The more useful criticism Sumantra makes is one that my colleague, Luigi Zingales, has also made. It is that in some firms, the assumption that shareholders are the residual claimant may not hold. To see why, think of a software firm creating some very specialized software. Over time, the employees of the firm know only how to work with that software platform and really have few outside career options. Their knowledge simply does not translate to other platforms. On the other hand, if they leave, the firm will have to recreate all their experience at tremendous cost. Employees and shareholders are mutually dependent, and employees will be paid, not at a wage set in a competitive market, but through a bargaining process where they get a share of the profits. Both employees and shareholders are residual claimants. In this case, maximizing only shareholder wealth need not lead to maximizing the value of the firm - that will happen only if managers maximize both shareholder and employee wealth. In fact, unless employees feel they are protected, they may not want to join the firm and place their human capital at the whims and fancies of some anonymous shareholder.

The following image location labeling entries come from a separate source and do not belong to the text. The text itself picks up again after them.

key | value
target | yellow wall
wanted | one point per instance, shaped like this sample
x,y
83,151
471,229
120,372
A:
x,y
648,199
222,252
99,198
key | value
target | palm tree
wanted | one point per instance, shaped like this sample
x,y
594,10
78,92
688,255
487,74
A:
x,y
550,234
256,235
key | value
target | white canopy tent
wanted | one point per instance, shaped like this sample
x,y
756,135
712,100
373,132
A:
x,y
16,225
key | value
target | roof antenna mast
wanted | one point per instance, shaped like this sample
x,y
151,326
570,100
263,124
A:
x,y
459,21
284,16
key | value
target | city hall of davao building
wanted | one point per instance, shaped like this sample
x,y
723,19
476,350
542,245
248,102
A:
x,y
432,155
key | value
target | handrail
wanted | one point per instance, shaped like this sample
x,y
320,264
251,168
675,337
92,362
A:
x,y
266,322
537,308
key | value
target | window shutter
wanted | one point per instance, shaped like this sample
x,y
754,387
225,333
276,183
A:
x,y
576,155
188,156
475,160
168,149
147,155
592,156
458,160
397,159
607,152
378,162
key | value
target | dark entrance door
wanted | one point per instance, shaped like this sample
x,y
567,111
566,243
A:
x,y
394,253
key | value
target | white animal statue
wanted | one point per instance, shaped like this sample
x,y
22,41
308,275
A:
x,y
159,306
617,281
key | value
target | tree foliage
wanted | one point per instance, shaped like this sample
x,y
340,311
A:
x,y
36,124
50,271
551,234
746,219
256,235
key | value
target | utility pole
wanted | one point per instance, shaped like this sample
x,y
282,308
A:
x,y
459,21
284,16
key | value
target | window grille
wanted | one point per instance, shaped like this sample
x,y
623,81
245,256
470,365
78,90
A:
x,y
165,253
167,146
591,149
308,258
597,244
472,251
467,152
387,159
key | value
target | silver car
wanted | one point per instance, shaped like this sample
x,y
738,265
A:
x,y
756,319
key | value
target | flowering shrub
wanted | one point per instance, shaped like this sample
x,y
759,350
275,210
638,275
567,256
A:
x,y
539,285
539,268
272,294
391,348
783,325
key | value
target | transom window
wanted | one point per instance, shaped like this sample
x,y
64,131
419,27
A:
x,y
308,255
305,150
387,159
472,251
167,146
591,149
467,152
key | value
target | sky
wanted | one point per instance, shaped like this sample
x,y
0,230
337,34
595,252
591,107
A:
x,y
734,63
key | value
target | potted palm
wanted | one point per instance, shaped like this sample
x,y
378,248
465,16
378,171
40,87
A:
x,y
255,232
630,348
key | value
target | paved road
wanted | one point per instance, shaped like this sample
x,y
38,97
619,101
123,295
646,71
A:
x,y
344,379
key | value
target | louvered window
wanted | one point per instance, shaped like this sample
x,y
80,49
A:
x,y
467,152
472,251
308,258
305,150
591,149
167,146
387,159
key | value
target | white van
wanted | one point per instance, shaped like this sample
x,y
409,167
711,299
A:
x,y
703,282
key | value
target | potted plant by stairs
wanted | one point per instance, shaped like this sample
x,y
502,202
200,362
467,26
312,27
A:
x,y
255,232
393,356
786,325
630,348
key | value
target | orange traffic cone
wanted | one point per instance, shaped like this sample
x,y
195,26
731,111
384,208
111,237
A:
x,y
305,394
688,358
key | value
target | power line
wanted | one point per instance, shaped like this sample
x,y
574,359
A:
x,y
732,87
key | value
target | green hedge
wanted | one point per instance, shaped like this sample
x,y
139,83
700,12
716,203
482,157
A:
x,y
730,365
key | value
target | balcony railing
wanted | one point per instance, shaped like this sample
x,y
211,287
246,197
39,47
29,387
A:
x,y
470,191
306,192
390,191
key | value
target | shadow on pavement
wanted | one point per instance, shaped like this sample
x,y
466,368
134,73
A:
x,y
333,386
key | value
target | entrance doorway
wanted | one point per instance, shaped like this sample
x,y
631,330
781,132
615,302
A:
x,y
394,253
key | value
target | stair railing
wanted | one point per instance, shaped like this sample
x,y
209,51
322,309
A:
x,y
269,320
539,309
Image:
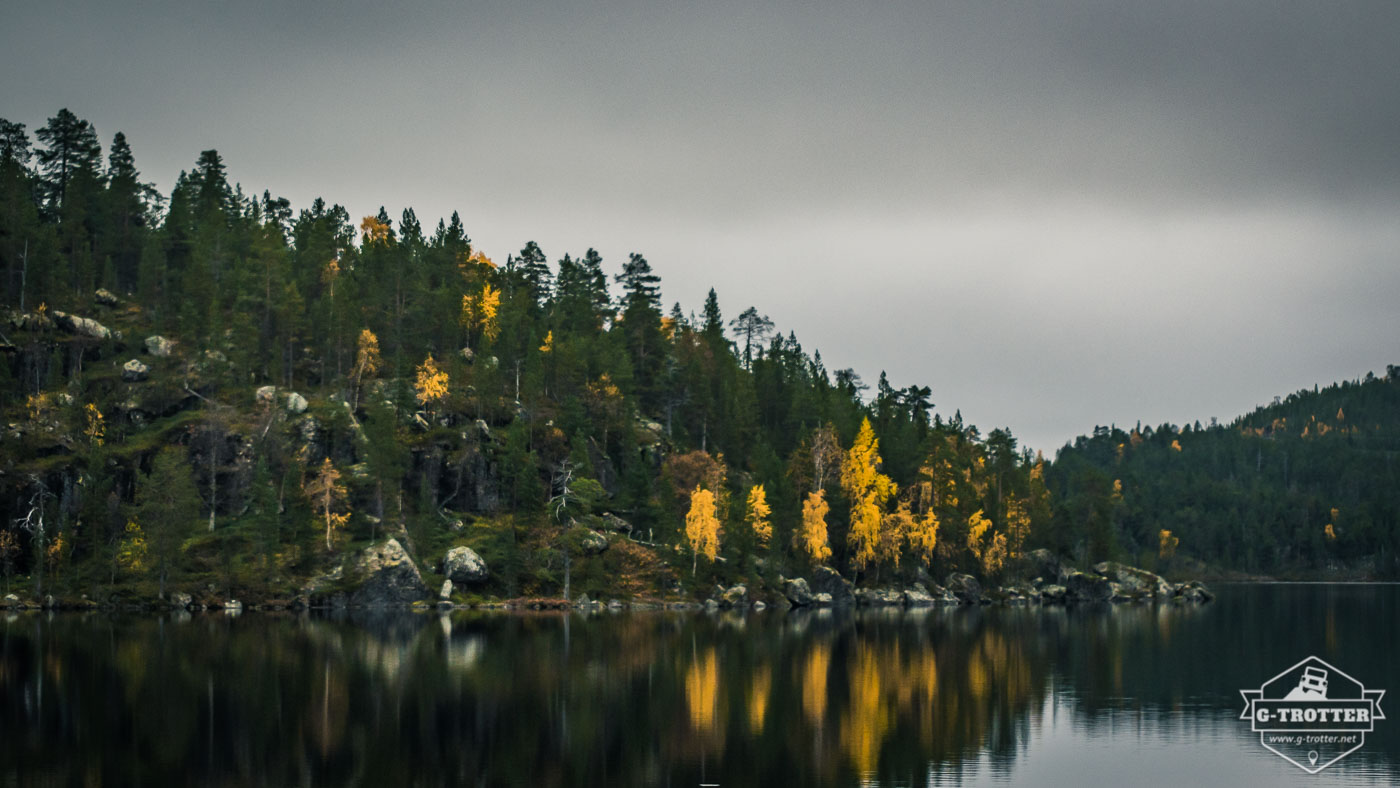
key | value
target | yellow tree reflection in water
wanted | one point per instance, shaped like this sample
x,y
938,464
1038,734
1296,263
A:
x,y
814,682
759,699
703,690
867,718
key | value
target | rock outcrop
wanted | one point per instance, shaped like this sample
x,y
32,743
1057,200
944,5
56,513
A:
x,y
133,371
1193,591
158,346
825,580
296,403
389,577
592,543
1084,587
464,566
80,326
965,588
735,596
798,592
1134,581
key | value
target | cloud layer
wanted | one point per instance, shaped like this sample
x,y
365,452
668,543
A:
x,y
1054,214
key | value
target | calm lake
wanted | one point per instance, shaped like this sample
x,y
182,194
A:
x,y
993,696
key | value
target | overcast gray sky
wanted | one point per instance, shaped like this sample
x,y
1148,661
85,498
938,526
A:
x,y
1054,214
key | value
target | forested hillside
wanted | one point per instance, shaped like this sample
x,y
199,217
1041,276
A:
x,y
213,388
1305,484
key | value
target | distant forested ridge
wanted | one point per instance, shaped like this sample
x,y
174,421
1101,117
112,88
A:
x,y
210,387
1308,483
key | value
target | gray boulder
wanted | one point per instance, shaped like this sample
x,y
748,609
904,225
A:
x,y
296,403
916,596
965,588
462,564
592,543
825,580
613,522
389,577
1194,591
878,596
80,326
1043,563
1134,581
133,371
1084,587
735,596
158,346
798,592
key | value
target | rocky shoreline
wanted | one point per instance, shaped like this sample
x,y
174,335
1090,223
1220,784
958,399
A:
x,y
385,577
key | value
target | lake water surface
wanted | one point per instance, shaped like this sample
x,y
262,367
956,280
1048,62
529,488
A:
x,y
991,696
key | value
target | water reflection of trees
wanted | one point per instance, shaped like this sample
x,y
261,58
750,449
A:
x,y
808,699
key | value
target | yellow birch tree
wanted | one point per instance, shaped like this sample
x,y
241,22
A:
x,y
868,490
702,526
811,536
758,514
431,382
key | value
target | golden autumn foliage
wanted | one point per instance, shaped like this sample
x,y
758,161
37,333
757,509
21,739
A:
x,y
374,231
986,545
430,384
94,427
1166,543
923,535
367,354
480,311
53,553
328,494
868,490
38,406
758,512
895,528
130,553
1018,525
811,536
702,525
695,469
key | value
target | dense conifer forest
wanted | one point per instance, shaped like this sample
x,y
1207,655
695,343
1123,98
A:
x,y
219,389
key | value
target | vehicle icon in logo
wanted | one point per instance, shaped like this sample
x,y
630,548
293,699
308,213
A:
x,y
1312,714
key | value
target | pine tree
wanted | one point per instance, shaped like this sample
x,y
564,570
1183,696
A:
x,y
167,508
72,149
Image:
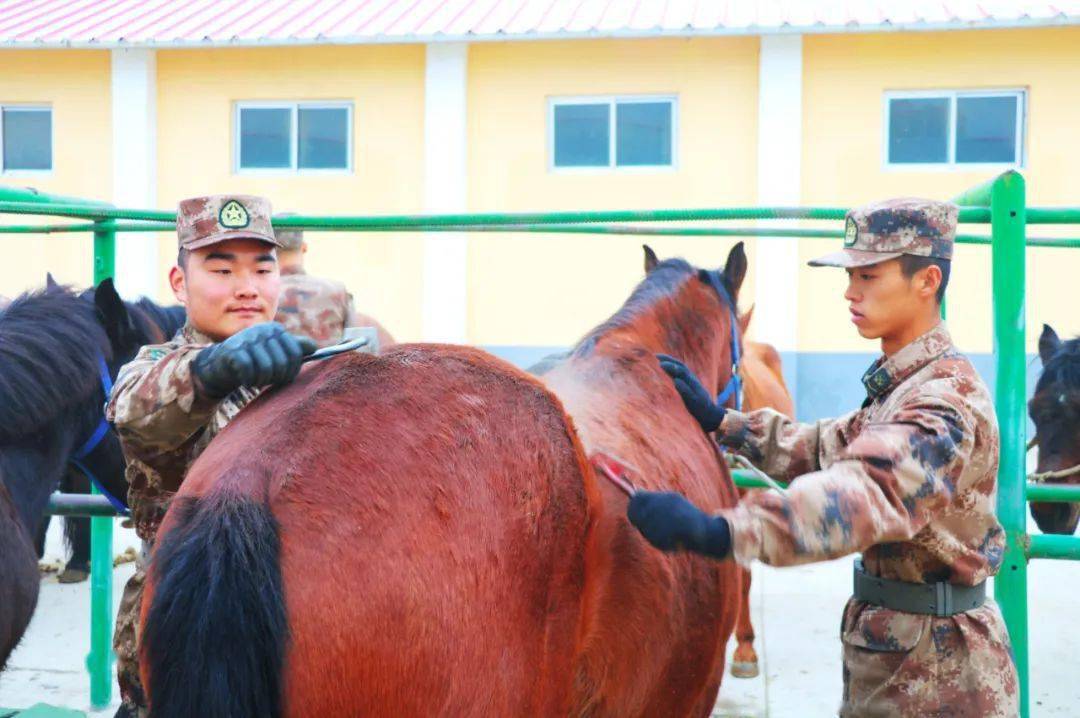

This is an important criticism. Market economies, however, have found a way out. Think of many of the human capital intensive firms you know - law firms, consulting firms, investment banks, etc. The way they manage the tension between employees and shareholders is by making them one and the same - that is, by incorporating as partnerships or by giving their employees extensive stock holdings. So shareholder value maximization still holds when you are an employee of a consulting firm, though the shareholder is no longer some anonymous stranger, it is you.

More generally, as human capital becomes more important, I am sure we will see many more innovations in corporate organizational form, aimed at reducing the tension between owners of human capital and the owners of physical capital. These innovations will be particularly important in India, where the service economy is so vibrant. While there is much to learn from Western forms of organization, there is no reason why Eastern forms of business, some created by you students, should not emerge.

It is time for me to close. While I have offered some examples of how shareholder value maximization can be a useful guide for managerial behavior, I have also suggested that much depends on how it is practiced. There is a more general point here. The rules suggested by management theory cannot blindly be applied, as one would a cookbook recipe. As we have seen, it is not always clear where shareholder value lies and what decisions benefit it. Often, the situations in which decisions are made are neither easy to analyze nor remotely similar to anything in one's experience. This is why the best management schools - such as IIM Ahmedabad -- teach you not what to think but how to think.

There is, however, a second point. And that is when we reach the limits of analysis, management decisions have to be guided by an inner sense of what is right. This inner sense -- your moral compass or conscience -- cannot really be taught. In the final analysis, it is this that makes the difference between merely a competent manager and a great manager. I am sure all of you have the elements of that inner sense within you, you only have to make sure you nurture it and never allow it to be suppressed simply because you want to get ahead.

In conclusion, you are embarking on a most exciting journey. The world out there is fiercely competitive, but you should have no fear. You have been tempered by one of the most rigorous programs in the world and are now ready to show your mettle. Congratulations to all the graduating students, good luck, and may you fulfill your dreams. Thank you all.


1 "Bad Management Theories are Destroying Good Management Practice", Academy of Management Learning and Education, 2005, vol. 4, no 1, 75-91.